Pengamanan tidak hanya difokuskan di titik utama aksi, tetapi juga mencakup area sekitar lokasi untuk mengantisipasi berbagai kemungkinan selama demonstrasi berlangsung.
Dalam pelaksanaannya, Satpol PP juga akan berkoordinasi dan melibatkan aparat kepolisian guna memperkuat pengamanan, terutama untuk mengantisipasi potensi gesekan di lapangan.
“Kami antisipasi karena massa bisa jadi saat mengungkapkan aspirasinya, terjadi gesekan emosional,” ucapnya.
Munawwar sebut langkah pengamanan ini merupakan bagian dari upaya menjaga aset milik pemerintah provinsi sekaligus memastikan aksi berjalan tertib.
Ia menegaskan pemerintah provinsi tetap membuka ruang dialog bagi masyarakat yang ingin menyampaikan aspirasi. Menurutnya, setiap persoalan yang disuarakan dalam aksi harus dapat ditindaklanjuti secara konstruktif.
“Apa yang menjadi permasalahan bisa diakomodir oleh pemerintah. Paling tidak menemui massa,” jelasnya.

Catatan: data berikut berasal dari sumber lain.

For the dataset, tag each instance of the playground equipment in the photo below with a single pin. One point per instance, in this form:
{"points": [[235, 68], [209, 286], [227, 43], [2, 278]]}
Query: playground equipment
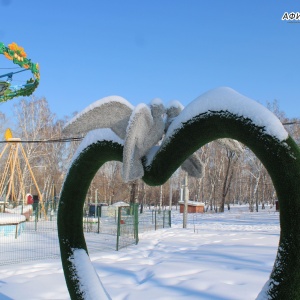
{"points": [[12, 181], [18, 56], [220, 113]]}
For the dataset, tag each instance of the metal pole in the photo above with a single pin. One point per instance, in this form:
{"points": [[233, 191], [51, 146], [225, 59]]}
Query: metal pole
{"points": [[96, 202], [186, 199], [170, 195]]}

Sebagai informasi, aksi 21 April tersebut direncanakan akan melibatkan massa dalam jumlah besar, dengan agenda utama menyuarakan tuntutan terkait dugaan nepotisme dan praktik politik dinasti di daerah.
Dengan dua titik aksi yang menjadi pusat konsentrasi massa, kesiapan pengamanan menjadi perhatian penting, terutama dalam menjaga situasi tetap kondusif di tengah keterbatasan personel yang dimiliki Satpol PP.